Re: printing wchar_t* - Vladimir Prus

Mirror of the gdb mailing list
 help / color / mirror / Atom feed

From: Vladimir Prus <ghost@cs.msu.su>
To: "Jim Blandy" <jimb@red-bean.com>
Cc: gdb@sources.redhat.com
Subject: Re: printing wchar_t*
Date: Fri, 14 Apr 2006 08:30:00 -0000	[thread overview]
Message-ID: <200604141157.15185.ghost@cs.msu.su> (raw)
In-Reply-To: <8f2776cb0604140029r44decd6atfa728aad53cb596d@mail.gmail.com>

On Friday 14 April 2006 11:29, Jim Blandy wrote:
> On 4/13/06, Vladimir Prus <ghost@cs.msu.su> wrote:
> > Jim Blandy wrote:
> > > On 4/13/06, Vladimir Prus <ghost@cs.msu.su> wrote:
> > >> I have a user-defined command that can produce the output I want, but
> > >> is defining a custom command the right approach?
> > >
> > > Well, you'd like wide strings to be printed properly when they appear
> > > in structures, as arguments to functions, and so on, right?  So a
> > > user-defined command isn't ideal.
> >
> > I think I'll still need to do some processing for wchar_t* on frontend
> > side. The problem is that I don't see any way how gdb can print wchar_t
> > in a way that does not require post-processing. It can print it as UTF8,
> > but then for printing char* gdb should use local 8 bit encoding, which is
> > likely to be *not* UTF8. Gdb can probably use some extra markers for
> > values: like:
> >
> >    "foo"  for string in local 8-bit encoding
> >    L"foo" for string in UTF8 encoding.
> >
> > It's also possible to use "\u" escapes.
> >
> > But then there's a problem:
> >
> >    - Do we assume that wchar_t is always UTF-16 or UTF-32?
> >    - If not:
> >      - how user can select this?
> >      - how user-specified encoding will be handled
>
> You can't hard-code assumptions about the character set into GDB.  Nor
> can you hard-code the assumption that the host and target character
> sets are the same.  GDB needs to do explicit conversions between the
> two as needed, and handle mismatches in some reasonable way.
>
> GDB already has the commands 'set host-charset' and 'set
> target-charset', so you can assume that you have accurate information
> about the character sets at hand.  They fall back to ASCII.

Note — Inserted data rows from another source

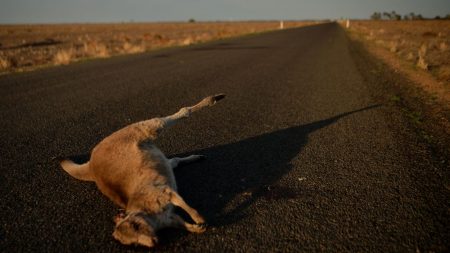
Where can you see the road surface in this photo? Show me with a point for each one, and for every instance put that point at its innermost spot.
(301, 155)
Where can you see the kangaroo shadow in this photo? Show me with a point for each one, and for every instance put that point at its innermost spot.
(248, 169)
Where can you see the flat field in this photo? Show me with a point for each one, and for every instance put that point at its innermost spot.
(422, 43)
(25, 47)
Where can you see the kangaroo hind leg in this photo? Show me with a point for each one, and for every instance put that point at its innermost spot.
(174, 162)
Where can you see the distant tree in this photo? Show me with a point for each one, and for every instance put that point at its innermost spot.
(376, 16)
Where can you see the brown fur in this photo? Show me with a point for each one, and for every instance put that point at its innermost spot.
(133, 173)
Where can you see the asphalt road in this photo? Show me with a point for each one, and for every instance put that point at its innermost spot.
(301, 155)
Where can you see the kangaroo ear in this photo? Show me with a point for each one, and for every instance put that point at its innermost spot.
(119, 217)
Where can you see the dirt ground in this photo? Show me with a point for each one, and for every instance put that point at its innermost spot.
(423, 43)
(412, 60)
(25, 47)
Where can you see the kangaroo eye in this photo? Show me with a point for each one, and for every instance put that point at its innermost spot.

Good, but you need to separately set host-charset for char* and for wchar_t*.
The first can be KOI8-R and the second can be UTF-32 in the same program at 
the same time.

> > > The best approach would be to extend charset.[ch] to handle wide
> > > character sets as well, and then add code to the language-specific
> > > printing routines to use the charset functions.  (This is fortunately
> > > much simpler than adding support for multibyte characters.)
> >
> > For, for each wchar_t element language-specific code will call
> > 'target_wchar_t_to_host', that will output specific representation of
> > that wchar_t. Hmm, the interface there seem to assume theres 1<->1
> > mapping between target and host characters.  This makes L"UTF8" format
> > and ascii string with \u escapes format impossible, It seems.
>
> Not at all.  The current character and string printing code uses those
> routines, and it handles unprintable and invalid characters just fine.
>  See, for example, host_print_char_literally, and
> c_target_char_has_backslash_escape.

Can this code output using UTF8-encoding? Consider this code from c-lang.c:

  static void
  c_emit_char (int c, struct ui_file *stream, int quoter)
 {
  const char *escape;
  int host_char;

  c &= 0xFF;			/* Avoid sign bit follies */

  escape = c_target_char_has_backslash_escape (c);
  if (escape)
    {
      if (quoter == '"' && strcmp (escape, "0") == 0)
	/* Print nulls embedded in double quoted strings as \000 to
	   prevent ambiguity.  */
	fprintf_filtered (stream, "\\000");
      else
	fprintf_filtered (stream, "\\%s", escape);
    }
  else if (target_char_to_host (c, &host_char)
           && host_char_print_literally (host_char))
    {
      if (host_char == '\\' || host_char == quoter)
        fputs_filtered ("\\", stream);
      fprintf_filtered (stream, "%c", host_char);
    }
  else
    fprintf_filtered (stream, "\\%.3o", (unsigned int) c);
 }

With UTF8 host encoding, we'd want up to 6 host bytes to be output for a 
single wchar_t, without escaping. The size of 'host_char' here is 4 bytes, so 
there's no way for 'target_char_to_host' to produce 6 characters. 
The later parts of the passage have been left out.